English: Sow and cub Polar Bears (Ursus mariti...
English: Sow and cub Polar Bears (Ursus maritimus) in the Arctic National Wildlife Refuge, Alaska. (Photo credit: Wikipedia)

The following is the report my son finished today on polar bears. It was his assignment to learn about the process the past couple of weeks, and this is the final result. I don’t think it’s too bad for a 3rd grader. Then again, it’s been awhile since I’ve been in school and writing reports.

Polar Bears, A Report by —- ——-

Imagine a paw that is bigger than a human head. The polar bear has one! Did you ever wonder what kind of animal could catch and eat a whale? The answer is a polar bear. The polar bear is sometimes called the Giant of the Arctic. It got this name  because it is the biggest of all the bears.

The polar bear simply looks large and strong. It’s claws are four inches long. Polar bears can weigh up to 1500 pounds and grow 8 to 10 feet tall. Polar bears are larger than any other bear, and their fur is thicker for the colder climate. Polar bears may look cute and fluffy, but they are wild, large and dangerous!

Polar bears live mainly in the Arctic circle, surrounding seas and other land masses. They live in areas where they can hunt seals in the sea ice. In all, there are five nations with polar bears: U.S. (Alaska), Canada, Russia, Greenland, and Norway.
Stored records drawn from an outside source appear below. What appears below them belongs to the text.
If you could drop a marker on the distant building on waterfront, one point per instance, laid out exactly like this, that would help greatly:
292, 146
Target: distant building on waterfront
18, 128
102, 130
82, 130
Polar bears do not live in Antarctica, though penguins do.

Polar bears hunt for food by hiding in the snow. They use their paws to cover their black nose to blend in better. Polar bears like to snack on fish, seals and even beluga whales! Polar bears have the ability to reduce their metabolic rate when food is scarce and adjust again when food is plentiful. Food or no food, polar bears are equipped to survive any condition.